CalMac Ferries Limited has one wholly owned subsidiary; Caledonian MacBrayne Crewing (Guernsey) Limited, which employs and supplies all sea going staff (approx 770) to CFL.

The above is a perfect example of how convoluted the shipping industry is. We have to thank a Glasgow man for this though, one Wm Burrell who pioneered ship management, effectively making redundant the idea that you owned, operated and had total responsibility for your ship. He had the clever ruse of making one ship companies, that is to say, each ship is responsible for itself, and legally, owned by its own company, so if it sank or was otherwise in troubled waters, the rest of the fleet stayed afloat as it were. And this is all very good, but now it has gone to extremes where flagging, registry, ownership, management, crewing, and all manner of associated liabilities are spread so that the shipowners (the beneficial ones who ever they may be!) can cherry pick conditions to their hearts delight.

Just as in all globalisation (and to understand that concept you only need look at its greatest proponent, the shipping industry) there are downsides and the main one is employment and careers as well as of course, the overall common good of a nation or port. Where at one time all manner of trades were centered round the ships home port, now they are farmed out to the most beneficial place that balances skills with costs. Nothing wrong in that you may say and indeed there isn't, its to be expected in any business, but the real darkness comes when we consider that across this globe and increasingly in our own waters, low paid and abused staff are servicing our needs whilst we ourselves are cutting ourselves out of a future.

At this present time the UK is fairly healthy in terms of ship management and there are a number of training agencies that are providing valuable current employment and future skills for us all, but there will come a time when these can be easily dispensed with. Yet at the same time, the UK, still and island, still a place that needs goods imported and exported will find that the shipping industry is merely a foreign owned and staffed conveyer-belt to assist in our ever increasing trade gap with the world.

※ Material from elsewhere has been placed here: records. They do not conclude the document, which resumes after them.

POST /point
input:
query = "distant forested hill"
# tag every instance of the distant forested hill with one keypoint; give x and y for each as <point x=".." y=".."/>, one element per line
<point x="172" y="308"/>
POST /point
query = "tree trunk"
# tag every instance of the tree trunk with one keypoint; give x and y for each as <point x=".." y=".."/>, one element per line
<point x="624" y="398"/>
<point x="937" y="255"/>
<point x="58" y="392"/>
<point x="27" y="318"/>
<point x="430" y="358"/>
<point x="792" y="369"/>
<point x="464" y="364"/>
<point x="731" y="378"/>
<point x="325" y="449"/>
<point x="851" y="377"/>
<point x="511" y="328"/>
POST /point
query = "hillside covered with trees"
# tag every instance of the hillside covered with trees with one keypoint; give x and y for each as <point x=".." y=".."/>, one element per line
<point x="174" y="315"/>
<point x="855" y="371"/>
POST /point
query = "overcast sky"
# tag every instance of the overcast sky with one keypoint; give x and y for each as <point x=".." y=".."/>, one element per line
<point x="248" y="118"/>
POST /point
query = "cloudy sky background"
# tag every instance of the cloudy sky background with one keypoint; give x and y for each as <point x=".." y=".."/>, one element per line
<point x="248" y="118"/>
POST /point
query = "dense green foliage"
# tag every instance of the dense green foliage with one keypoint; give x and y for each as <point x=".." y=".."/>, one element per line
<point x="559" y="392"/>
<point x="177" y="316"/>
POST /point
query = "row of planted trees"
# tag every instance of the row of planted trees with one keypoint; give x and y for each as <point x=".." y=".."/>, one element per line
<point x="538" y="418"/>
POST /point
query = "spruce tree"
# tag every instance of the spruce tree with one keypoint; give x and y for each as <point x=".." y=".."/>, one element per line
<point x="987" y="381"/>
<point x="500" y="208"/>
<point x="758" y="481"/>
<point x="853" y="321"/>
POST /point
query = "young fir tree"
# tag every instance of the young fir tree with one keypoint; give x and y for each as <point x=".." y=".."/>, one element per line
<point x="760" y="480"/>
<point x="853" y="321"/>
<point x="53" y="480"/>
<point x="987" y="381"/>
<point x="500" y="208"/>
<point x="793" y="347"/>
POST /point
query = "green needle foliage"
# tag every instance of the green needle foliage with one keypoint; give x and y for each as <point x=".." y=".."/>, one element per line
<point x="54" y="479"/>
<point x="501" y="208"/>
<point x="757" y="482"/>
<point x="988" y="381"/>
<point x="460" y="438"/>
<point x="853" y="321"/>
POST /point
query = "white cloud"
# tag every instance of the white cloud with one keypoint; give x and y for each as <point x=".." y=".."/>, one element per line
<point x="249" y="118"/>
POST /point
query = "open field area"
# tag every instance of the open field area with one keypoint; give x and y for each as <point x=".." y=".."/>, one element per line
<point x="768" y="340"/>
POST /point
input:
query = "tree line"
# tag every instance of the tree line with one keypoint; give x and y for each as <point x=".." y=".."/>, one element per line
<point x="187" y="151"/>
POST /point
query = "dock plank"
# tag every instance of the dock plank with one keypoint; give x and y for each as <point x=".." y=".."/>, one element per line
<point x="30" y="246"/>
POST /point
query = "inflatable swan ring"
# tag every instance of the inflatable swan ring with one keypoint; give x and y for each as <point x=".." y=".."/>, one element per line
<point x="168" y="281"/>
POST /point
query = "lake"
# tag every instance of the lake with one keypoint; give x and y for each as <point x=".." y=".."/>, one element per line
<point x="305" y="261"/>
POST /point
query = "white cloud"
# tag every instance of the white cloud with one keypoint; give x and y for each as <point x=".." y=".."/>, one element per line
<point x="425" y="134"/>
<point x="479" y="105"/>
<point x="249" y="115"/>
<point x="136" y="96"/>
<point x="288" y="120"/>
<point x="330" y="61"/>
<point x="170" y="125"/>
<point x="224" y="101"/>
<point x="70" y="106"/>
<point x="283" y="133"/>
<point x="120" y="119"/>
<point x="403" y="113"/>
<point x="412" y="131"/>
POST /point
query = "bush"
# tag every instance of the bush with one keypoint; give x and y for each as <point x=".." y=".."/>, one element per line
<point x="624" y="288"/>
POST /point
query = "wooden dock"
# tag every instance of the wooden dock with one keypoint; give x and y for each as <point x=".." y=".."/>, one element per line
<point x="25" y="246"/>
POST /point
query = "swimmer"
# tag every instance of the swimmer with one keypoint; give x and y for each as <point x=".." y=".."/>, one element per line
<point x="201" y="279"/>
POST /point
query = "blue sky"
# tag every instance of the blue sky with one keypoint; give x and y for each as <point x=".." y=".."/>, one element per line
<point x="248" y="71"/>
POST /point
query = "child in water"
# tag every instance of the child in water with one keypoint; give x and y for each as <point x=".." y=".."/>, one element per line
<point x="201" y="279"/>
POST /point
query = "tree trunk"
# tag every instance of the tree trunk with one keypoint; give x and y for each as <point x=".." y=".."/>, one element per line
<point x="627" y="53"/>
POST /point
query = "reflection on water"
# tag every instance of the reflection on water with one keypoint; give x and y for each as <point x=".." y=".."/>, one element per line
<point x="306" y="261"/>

And furthermore, due to its lack of visibility no-one will care to legislate or protect those on the high seas at all and we will all be the poorer, morally, in terms of infrastructure and security and indeed financially in the long run. Very soon too automation will come to ships as it has already done to many ports, and then, only the poorest of mariners will be required and one master, if indeed a master is needed. By then of course, the dwindling community of the sea will be so divorced from the body politic we will not be an island race any more but merely a moribund state in a deadening sea.